- Born: Vivienne Elizabeth Dobney 21 September 1891 Goulburn
- Died: 16 August 1973 (aged 81) Mosman
- Known for: leader in the UAW
- Spouse: Sergeant Basil William Newson

= Vivienne Newson =

Australian women's rights activist and editor

Vivienne Elizabeth (Viv) Newson born Vivienne Elizabeth Dobney (21 September 1891 – 16 August 1973) was an Australian women's rights activist and editor. She was vice-president of the United Associations (of Women) (UAW) and she edited a related news sheet from 1945 to a year before she died.

==Life==
Newson was born in 1891 in Goulburn. Her parents were Agnes May Fleming (born Browning) and Thomas Dobney and she was their first child.
She had five younger siblings and in 1900 they moved to Wagga Wagga. Her father was a commercial traveller.

She came to notice in 1933 when she joined the United Associations (of Women) (UAW) in 1933 and two years later she was elected to its executive. In 1941 the future prime minister Ben Chifley received a united deputation from a number of women's organisations. They were encouraging him to create a tax on men who were not married. This suggestion was made in preference to a proposal to introduce a new tax on the total income of married couples. The delegation was by Jessie Street, Erna Keighley, Edna Lillian Nelson and Newson.

In November 1941 she gave a talk on the Burma Road on ABC radio and this was reported in ABC Weekly. Her trip had been with Princess Hteiktin Ma Lat on a shooting expedition to Kutkai. She reported on the indigenous people she saw and the 160,000 people working to improve the road and its bamboo bridges.

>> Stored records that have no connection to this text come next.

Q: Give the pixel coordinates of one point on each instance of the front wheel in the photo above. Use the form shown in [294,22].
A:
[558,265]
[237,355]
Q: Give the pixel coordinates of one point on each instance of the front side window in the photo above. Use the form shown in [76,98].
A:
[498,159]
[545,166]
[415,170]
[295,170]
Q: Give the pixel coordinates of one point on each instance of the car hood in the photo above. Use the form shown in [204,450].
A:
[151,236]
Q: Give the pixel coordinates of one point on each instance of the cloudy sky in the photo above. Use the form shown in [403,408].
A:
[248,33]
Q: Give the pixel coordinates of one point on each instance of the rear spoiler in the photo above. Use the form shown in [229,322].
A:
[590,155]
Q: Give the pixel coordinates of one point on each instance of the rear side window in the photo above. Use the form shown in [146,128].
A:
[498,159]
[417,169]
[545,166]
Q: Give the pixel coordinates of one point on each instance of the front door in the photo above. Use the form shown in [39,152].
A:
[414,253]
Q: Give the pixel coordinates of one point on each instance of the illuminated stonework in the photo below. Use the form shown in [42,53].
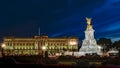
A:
[89,44]
[33,46]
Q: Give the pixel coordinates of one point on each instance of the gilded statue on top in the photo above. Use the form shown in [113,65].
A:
[88,22]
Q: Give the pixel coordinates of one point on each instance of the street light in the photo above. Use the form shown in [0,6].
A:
[2,47]
[44,49]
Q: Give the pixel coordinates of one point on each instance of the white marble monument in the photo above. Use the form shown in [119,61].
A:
[89,44]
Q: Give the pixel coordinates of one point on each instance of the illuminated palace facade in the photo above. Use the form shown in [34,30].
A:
[33,46]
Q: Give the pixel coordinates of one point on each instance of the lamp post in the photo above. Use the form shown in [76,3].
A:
[44,49]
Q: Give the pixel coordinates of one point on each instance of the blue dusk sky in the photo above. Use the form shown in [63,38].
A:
[57,18]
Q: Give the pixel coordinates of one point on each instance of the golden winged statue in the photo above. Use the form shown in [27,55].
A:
[88,22]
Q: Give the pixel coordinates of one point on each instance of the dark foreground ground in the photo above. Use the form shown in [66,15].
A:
[63,61]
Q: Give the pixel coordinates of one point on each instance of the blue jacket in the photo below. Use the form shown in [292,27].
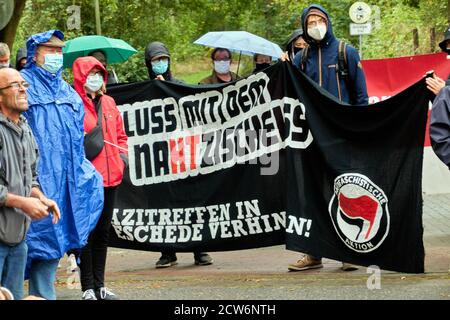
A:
[55,116]
[440,126]
[322,60]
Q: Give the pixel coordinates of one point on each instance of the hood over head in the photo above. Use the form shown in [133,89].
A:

In 1942 she became a vice-president on the UAW. She became the part-time editor of the nine issues of the Australian Women's Digest after it was launched in August 1944. She was very close to Jessie Street and she supported her when she contested the federal election. The Digest continued until 1947 but she continued to work on the UAW's Newsheets which she had begun privately in 1945 and it was available until 1972. Lucy Woodcock was a frequent collaborator and contributor, particularly regarding industrial related issues, as the publication supported the UAW's long campaign for equal pay. Newson died in a hospital in the Sydney suburb of Mosman in 1973.